In January 2019, 97-year-old Prince Philip was involved in a car crash that overturned his Land Rover and injured two people—but the prince was back behind the wheel just two days later. He has since voluntarily given up his driver’s license. But the incident made many wonder: Why was he still driving at his age?
In the United States, people age 65 and older made up 19% of all licensed drivers in 2016. This age group also accounted for 18% of all traffic fatalities, according to the National Highway Traffic Safety Administration (NHTSA).
In the past decade, the number of people killed in crashes involving older drivers increased 18%—from 6,169 in 2007 to 7,256 in 2016. At the same time, the overall number of senior Americans is increasing. In 2016, more than 15% of the total US resident population was age 65 and older, which means more older drivers on the road.
Accordingly, consider whether your patients’ health status poses a danger to themselves or others on the road; likewise, be mindful of your own health and ability when you get behind the wheel.
Highway to the danger zone
“Despite public perception, older drivers do not pose a disproportionate threat on the roads,” according to information from the American Automobile Association (AAA). “On average, drivers in their mid- to late-80s have lower crash rates per mile driven than drivers in their early 20s and roughly half the crash rate of teenagers.”
The problem for older drivers is that they’re more fragile, with greater susceptibility to injury when a crash does occur. This is the reason for 60% to 95% of the higher death rates per mile driven in older drivers, the AAA reports.
There is no national or state age limit on drivers’ licenses, although many states have special requirements for older drivers, such as mandatory eye exams or in-person license renewal.
Can’t drive at 65?
You can simply tell older patients to stop driving or advise their adult children to take away their car keys—but the issue is more complicated than that.
“Keeping older adults off of the roads is not necessarily the best option: cessation of driving can contribute to social isolation, depression, and a variety of other health-related issues,” according to AAA.
“Physicians must balance dual responsibilities to promote the welfare and confidentiality of the individual patient, and to protect public safety,” according to the American Medical Association’s Code of Medical Ethics.
To that end, physicians are in a unique position to assess whether their patients’ physical and mental conditions affect their ability to drive safely. Plus, physicians “have a responsibility to do so in light of their professional obligation to protect public health and safety,” the Code of Ethic states.
What you can do
How do you make such an assessment? You can go with your experience and gut instincts, but you can also use the Clinician’s Guide to Assessing and Counseling Older Drivers, published by American Geriatrics Society and NHTSA.
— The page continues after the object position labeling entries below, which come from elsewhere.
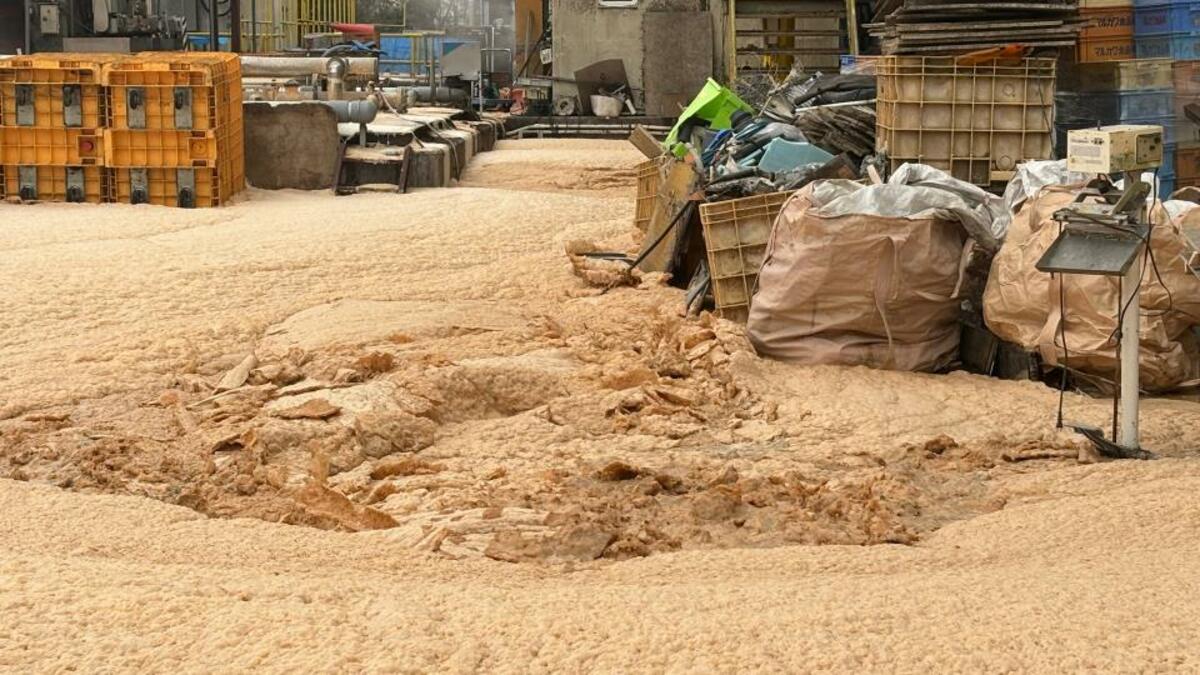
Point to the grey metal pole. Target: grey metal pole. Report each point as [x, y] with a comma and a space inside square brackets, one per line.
[234, 25]
[214, 27]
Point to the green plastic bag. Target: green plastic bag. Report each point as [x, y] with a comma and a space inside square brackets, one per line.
[714, 105]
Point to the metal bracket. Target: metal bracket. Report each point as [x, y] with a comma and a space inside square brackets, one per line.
[27, 183]
[25, 113]
[72, 105]
[139, 186]
[185, 189]
[183, 107]
[136, 107]
[77, 190]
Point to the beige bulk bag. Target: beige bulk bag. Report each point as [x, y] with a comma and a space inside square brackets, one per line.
[858, 290]
[1021, 304]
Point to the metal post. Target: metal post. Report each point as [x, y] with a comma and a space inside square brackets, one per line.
[852, 24]
[1131, 346]
[214, 28]
[234, 25]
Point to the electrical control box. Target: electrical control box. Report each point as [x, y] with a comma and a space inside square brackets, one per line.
[1115, 149]
[48, 19]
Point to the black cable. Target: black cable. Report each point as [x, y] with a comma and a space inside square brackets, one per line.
[1066, 353]
[1153, 262]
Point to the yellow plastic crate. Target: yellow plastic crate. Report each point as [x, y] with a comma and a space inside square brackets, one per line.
[48, 82]
[161, 186]
[154, 90]
[978, 123]
[172, 149]
[649, 178]
[53, 184]
[51, 147]
[736, 234]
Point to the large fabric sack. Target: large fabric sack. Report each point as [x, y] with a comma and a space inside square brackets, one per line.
[1021, 304]
[852, 288]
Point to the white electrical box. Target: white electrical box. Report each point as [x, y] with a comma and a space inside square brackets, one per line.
[48, 19]
[1115, 149]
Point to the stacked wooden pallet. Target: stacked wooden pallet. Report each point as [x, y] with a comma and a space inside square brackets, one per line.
[922, 27]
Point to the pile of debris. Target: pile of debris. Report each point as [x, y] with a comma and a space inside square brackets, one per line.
[766, 217]
[924, 27]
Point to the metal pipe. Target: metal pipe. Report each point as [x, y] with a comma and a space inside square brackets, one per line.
[335, 70]
[301, 66]
[439, 95]
[359, 112]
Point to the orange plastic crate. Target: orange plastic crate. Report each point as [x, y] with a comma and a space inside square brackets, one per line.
[213, 82]
[172, 149]
[51, 147]
[213, 187]
[52, 184]
[46, 78]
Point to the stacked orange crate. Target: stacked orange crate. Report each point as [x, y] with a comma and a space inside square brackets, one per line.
[174, 131]
[1108, 31]
[52, 112]
[1187, 97]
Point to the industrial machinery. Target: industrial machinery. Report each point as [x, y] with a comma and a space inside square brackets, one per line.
[1105, 231]
[101, 25]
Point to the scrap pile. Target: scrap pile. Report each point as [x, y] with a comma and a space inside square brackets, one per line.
[834, 112]
[707, 199]
[922, 27]
[790, 228]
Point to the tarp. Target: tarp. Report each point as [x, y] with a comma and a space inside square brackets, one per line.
[1021, 304]
[869, 275]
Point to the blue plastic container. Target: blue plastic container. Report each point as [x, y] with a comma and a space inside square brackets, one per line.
[1168, 169]
[1167, 123]
[1164, 18]
[1179, 46]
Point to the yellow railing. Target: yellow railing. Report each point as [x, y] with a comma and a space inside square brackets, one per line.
[271, 25]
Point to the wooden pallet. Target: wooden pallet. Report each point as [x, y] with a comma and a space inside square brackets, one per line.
[928, 27]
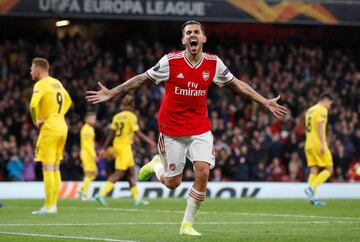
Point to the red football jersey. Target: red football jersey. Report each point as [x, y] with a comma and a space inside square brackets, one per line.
[183, 110]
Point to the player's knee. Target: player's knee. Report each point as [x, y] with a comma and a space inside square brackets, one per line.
[172, 184]
[330, 169]
[202, 174]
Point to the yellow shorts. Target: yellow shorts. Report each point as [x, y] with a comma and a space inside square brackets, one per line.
[123, 156]
[49, 149]
[88, 162]
[315, 158]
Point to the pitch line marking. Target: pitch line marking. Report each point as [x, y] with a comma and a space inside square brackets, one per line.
[236, 213]
[177, 223]
[65, 237]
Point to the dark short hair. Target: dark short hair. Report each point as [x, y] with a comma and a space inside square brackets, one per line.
[192, 22]
[41, 62]
[326, 95]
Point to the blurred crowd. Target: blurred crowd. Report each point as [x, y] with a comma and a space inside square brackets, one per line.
[250, 144]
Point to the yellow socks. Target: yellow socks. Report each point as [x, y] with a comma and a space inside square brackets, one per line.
[57, 187]
[320, 178]
[49, 184]
[135, 193]
[106, 189]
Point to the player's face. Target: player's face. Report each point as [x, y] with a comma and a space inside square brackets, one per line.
[193, 38]
[34, 72]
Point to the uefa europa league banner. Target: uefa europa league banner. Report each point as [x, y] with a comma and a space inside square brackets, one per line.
[346, 12]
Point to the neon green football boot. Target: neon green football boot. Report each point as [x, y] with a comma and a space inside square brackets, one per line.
[187, 229]
[148, 170]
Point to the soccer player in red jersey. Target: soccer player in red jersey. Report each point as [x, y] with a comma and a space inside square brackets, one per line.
[185, 129]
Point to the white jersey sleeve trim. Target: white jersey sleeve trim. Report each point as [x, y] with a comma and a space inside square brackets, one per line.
[160, 72]
[222, 75]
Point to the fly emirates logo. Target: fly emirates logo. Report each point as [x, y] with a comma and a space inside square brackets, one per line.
[191, 90]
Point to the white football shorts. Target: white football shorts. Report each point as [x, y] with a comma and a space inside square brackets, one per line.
[174, 151]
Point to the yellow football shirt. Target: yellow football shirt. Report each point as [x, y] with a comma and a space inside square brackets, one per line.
[87, 140]
[50, 102]
[124, 124]
[314, 115]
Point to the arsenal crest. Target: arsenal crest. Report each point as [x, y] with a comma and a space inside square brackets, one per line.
[206, 75]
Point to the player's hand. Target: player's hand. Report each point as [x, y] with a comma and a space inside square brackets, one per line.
[98, 96]
[152, 145]
[278, 110]
[322, 149]
[39, 123]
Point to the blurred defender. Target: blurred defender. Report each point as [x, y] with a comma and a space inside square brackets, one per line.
[185, 129]
[48, 106]
[317, 152]
[88, 153]
[124, 126]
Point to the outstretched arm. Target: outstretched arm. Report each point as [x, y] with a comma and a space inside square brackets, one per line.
[105, 94]
[271, 104]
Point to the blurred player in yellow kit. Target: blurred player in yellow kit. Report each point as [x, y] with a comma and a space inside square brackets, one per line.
[317, 152]
[48, 106]
[124, 126]
[88, 153]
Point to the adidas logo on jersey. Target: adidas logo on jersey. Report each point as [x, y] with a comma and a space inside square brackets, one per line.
[180, 75]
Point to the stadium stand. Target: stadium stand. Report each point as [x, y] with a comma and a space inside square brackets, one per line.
[250, 144]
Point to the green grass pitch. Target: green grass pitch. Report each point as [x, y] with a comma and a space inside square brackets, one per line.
[219, 220]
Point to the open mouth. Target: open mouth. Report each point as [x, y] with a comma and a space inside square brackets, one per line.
[193, 43]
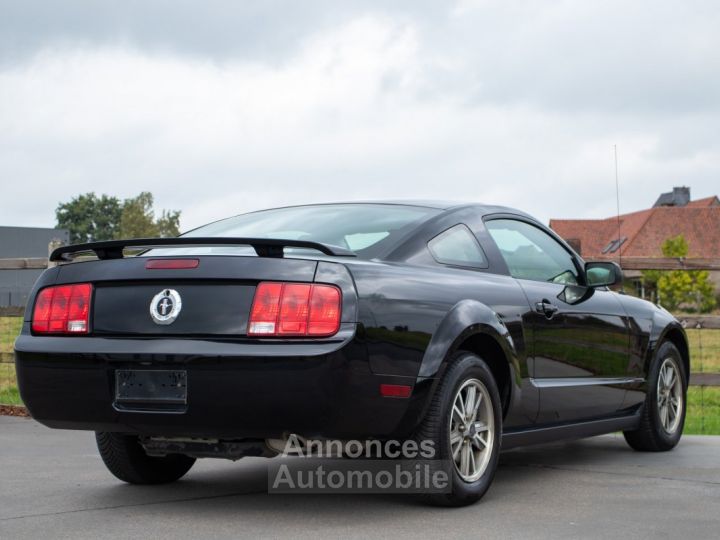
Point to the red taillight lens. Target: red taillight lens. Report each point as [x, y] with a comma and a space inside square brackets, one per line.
[295, 309]
[63, 310]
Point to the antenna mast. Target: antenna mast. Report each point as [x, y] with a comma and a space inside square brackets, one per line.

According to the guide, physicians and other healthcare providers can assess and advise older adult drivers on their fitness to drive, recommend safe driving practices, refer older adults to driver rehabilitation specialists, advise or recommend driving restrictions and, if necessary, refer older adults to state licensing authorities.
The guide includes an algorithm, Plan for Older Drivers’ Safety, which involves these steps:
- Screen for red flags such as medical conditions, potentially driving-impairing medications, and recent adverse driving events or behaviors.
- Assess driving-related functional skills in older adults at increased risk of unsafe driving.
- Evaluate and treat the at-risk older driver for medical conditions and other causes that may be impairing functional skills related to driving, and intervene to:
- Optimize the treatment of underlying medical and functional contributors to driving impairment within your scope of practice or that of another provider.
- Refer older drivers with persistent deficits, when appropriate, to a driving rehabilitation specialist for further driving evaluation and/or training in use of adaptive equipment.
- Counsel older adults and their caregivers about potential driving cessation, and/or alternative transportation options.
- Reevaluate and follow-up with older adults tasked to adjust their driving to determine if they have made changes, and monitor those who stop driving for signs of depression and social isolation.
Put a plan in place
“It’s important to have open, respectful communication to establish that maintaining mobility and finding alternative means of transportation are key to retiring from driving. These discussions should occur long before there’s a crisis,” wrote Alice Pomidor, MD, MPH, editorial board chair of the Clinician’s Guide to Assessing and Counseling Older Drivers, and professor, Department of Geriatrics, Florida State University College of Medicine, Tallahassee, FL.
Americans—even older Americans—aren’t quick to give up driving, so adjusting to a life without this autonomy and convenience requires having a realistic mobility plan, Dr. Pomidor said.
Consider regional and local transportation resources that can help people get around without driving, or access ride-sharing apps like Uber or Lyft. Perhaps, someday, self-driving cars might be the answer to older Americans’ mobility needs, she added.
“Until then, following basic driving safety strategies and keeping as mentally and physically fit as possible is the best way to help us help ourselves to keep driving for longer,” she concluded.